Header Row on Data Feed

Avatar

Level 1

11/28/11

Hello,

 

    I am currently developing a data feed parser and along the way have noticed a few problems. The first problem is that the feeds do not come equipped with row one showing the name of the column. Instead, there is documentation that lists each of the column names, and the advice given to me by Omniture staff was to use this document in order to find out what the column names are. The problem with the approach is that my parser must take it on blind faith that the columns specified in its settings will indeed match up to the columns present in the data feed.
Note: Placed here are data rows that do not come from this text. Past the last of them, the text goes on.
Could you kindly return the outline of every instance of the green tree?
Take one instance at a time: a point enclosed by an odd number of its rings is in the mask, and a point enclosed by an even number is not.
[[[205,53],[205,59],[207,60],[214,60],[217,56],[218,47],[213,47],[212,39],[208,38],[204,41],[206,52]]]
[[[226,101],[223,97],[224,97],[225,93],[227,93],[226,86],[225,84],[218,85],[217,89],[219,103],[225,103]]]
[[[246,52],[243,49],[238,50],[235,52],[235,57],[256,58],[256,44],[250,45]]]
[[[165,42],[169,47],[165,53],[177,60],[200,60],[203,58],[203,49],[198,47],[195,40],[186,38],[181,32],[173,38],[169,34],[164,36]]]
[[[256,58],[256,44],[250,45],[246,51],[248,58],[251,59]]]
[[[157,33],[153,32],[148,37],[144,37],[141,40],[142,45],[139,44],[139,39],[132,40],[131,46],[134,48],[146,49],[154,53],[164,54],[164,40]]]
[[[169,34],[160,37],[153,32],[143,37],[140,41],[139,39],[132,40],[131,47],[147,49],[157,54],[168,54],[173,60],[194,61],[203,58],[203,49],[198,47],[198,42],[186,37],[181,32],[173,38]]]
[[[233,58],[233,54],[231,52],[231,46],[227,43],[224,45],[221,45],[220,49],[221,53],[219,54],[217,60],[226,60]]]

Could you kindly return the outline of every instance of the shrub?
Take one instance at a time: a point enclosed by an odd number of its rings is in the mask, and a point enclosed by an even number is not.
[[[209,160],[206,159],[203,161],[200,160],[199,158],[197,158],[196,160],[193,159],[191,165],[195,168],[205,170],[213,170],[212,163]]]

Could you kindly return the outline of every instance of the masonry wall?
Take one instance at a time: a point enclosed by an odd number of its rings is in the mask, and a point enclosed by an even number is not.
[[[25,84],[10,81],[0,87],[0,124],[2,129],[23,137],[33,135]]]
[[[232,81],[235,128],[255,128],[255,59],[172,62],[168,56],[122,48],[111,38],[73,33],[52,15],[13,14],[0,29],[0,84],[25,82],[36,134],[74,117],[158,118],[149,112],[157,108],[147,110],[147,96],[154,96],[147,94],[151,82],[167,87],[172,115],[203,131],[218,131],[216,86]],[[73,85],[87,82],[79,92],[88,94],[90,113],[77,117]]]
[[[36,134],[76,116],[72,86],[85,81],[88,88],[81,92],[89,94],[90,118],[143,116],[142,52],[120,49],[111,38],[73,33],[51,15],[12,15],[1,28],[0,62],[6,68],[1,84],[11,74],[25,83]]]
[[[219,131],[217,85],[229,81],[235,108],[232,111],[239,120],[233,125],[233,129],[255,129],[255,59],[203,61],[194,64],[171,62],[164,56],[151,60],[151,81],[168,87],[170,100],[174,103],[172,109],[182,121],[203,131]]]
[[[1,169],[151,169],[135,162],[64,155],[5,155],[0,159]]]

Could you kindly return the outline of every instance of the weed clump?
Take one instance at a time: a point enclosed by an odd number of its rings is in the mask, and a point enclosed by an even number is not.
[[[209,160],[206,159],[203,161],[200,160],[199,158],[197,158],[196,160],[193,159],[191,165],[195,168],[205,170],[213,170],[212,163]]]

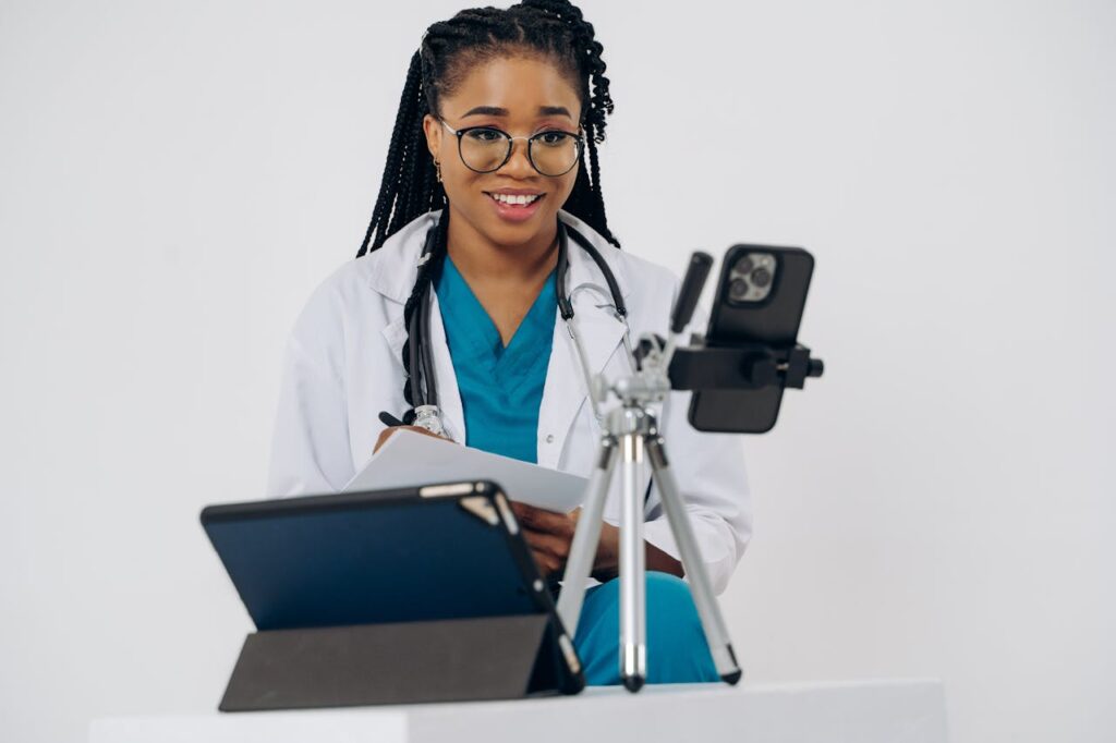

However, upon the occurrence of an encoding error, an odd character interpreted as a comma, tab, or double-quote would create a negative or positive offset. Under such conditions, the parser would see the offset as an additional column, and one for which is does not have settings. Conversely, if there was a header row, then I could possibly trap the error by checking the number of columns present on a row against the number specified in the header. I am unable to do this currently because not every cell of row one contains data. Therefore, in order for the parser to know the true number of columns present in the file, it must consume the entire file to determine the maximum number of columns present on each row. As it so happens, that is too intensive an operation to accomplish on such large files.

 

    I think the option of including a header row would be a great feature to add, but in addition, the other two problems with the file concern both how the feed is established and how it updates. At MNGI, we have a large number of report suites, and more are created every week. Given enough time and even a slight lack of diligence, eventually, someone will forget to send the request to Omniture to set up a data feed for a new report suite. The scenario would lead to the presence of holes in the data, unless it was backfilled. Second, it would be nice if we also had the option of allowing the file to update automatically with any additional columns should Adobe eventually add them.

 

Therefore, in conclusion, it would great to see three new features:

  1. Option for a header row to specify column names (enables better validation)
  2. Option for the automatic setup of a new data feed whenever a report suite is created (reduces need for maintenance)
  3. Option to use all current columns regardless of individual report suite settings, lack of data, or time when the data feed was set up. (Reduces need for maintenance, and triggers a new work-flow to update the settings for the parser)

Thanks,

Josh Dannemann

jdannemann@medianewsgroup.com

1 Comment

Avatar

Level 1

12/30/11

Just want to mention... it seems the data feed uses JavaScript string literals for tabs, backslashes, and newlines. This is odd for a TSV given that illegal characters are typically encapsulated in quotes, but not an insurmountable problem. Earlier, I posted a comment noting an error in the data feed, but it turned out not to be an error... just a different format for handling the illegal characters.